Ele destacou que Jaraguá do Sul atrai mão de obra de várias regiões do Brasil por ser um polo industrial produtivo, mas que muitos trabalhadores acabam deixando o município por não conseguirem arcar com o custo de vida. “Vai pagar R$ 1.500 de aluguel, mais água, luz e supermercado. Para isso, teria que ganhar R$ 5 mil líquidos por mês. É inviável”, disse.

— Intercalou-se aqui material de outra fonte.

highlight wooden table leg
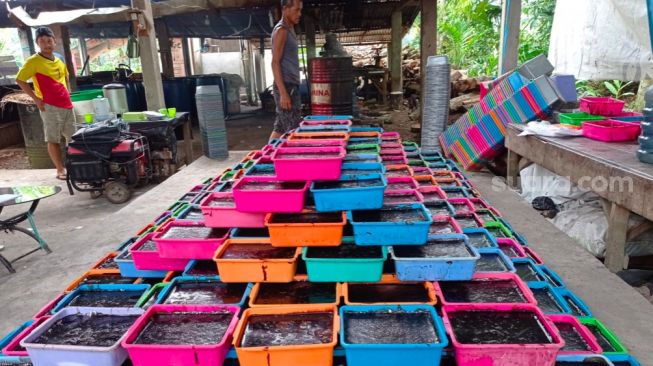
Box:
[506,150,521,188]
[184,118,193,165]
[605,202,630,273]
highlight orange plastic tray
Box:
[265,212,347,247]
[90,252,120,273]
[342,277,438,306]
[64,269,143,293]
[213,239,302,283]
[288,132,349,141]
[349,131,381,138]
[249,282,342,309]
[234,305,340,366]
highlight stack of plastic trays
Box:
[195,85,229,159]
[422,56,451,150]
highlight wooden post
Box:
[60,25,77,91]
[154,20,175,78]
[18,27,36,59]
[388,8,404,109]
[77,37,91,75]
[605,202,630,273]
[181,38,193,77]
[499,0,521,75]
[132,0,166,111]
[420,0,438,126]
[304,15,316,60]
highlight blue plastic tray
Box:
[390,234,481,281]
[156,276,253,308]
[476,248,515,273]
[311,174,388,212]
[538,264,565,287]
[528,282,571,314]
[50,284,151,314]
[340,305,449,366]
[512,258,546,283]
[347,203,433,245]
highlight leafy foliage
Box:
[407,0,555,76]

O parlamentar lembrou que a cidade já aprovou zonas especiais para instalação de até 300 novas indústrias, mas alertou que de nada adianta trazer empresas se não houver habitação acessível. “As empresas não possuem mão de obra para suas frentes de trabalho. E quando têm, o trabalhador não fica. Quando começa a se ajustar e se capacitar, sai porque não consegue se manter aqui”, explicou.

Para Almeida, é preciso que o planejamento econômico esteja atrelado a políticas de moradia. Ele defendeu que, além de atrair novas empresas, o município garanta condições para que trabalhadores permaneçam. “Se o pobre para alguns parece invisível, então que olhem para o viés econômico. Sem moradia, não há crescimento sustentável”, concluiu.

Atualmente, segundo o vereador, Jaraguá do Sul tem mais de 3 mil famílias aguardando um lar. Os projetos em andamento somam 43 unidades pelo programa Casa Catarina, 308 no Loteamento Harmonia II, 64 em terreno da Prefeitura e 256 por parceria com a iniciativa privada, totalizando quase 700 novas moradias populares que ainda dependem de ação efetiva para sair do papel.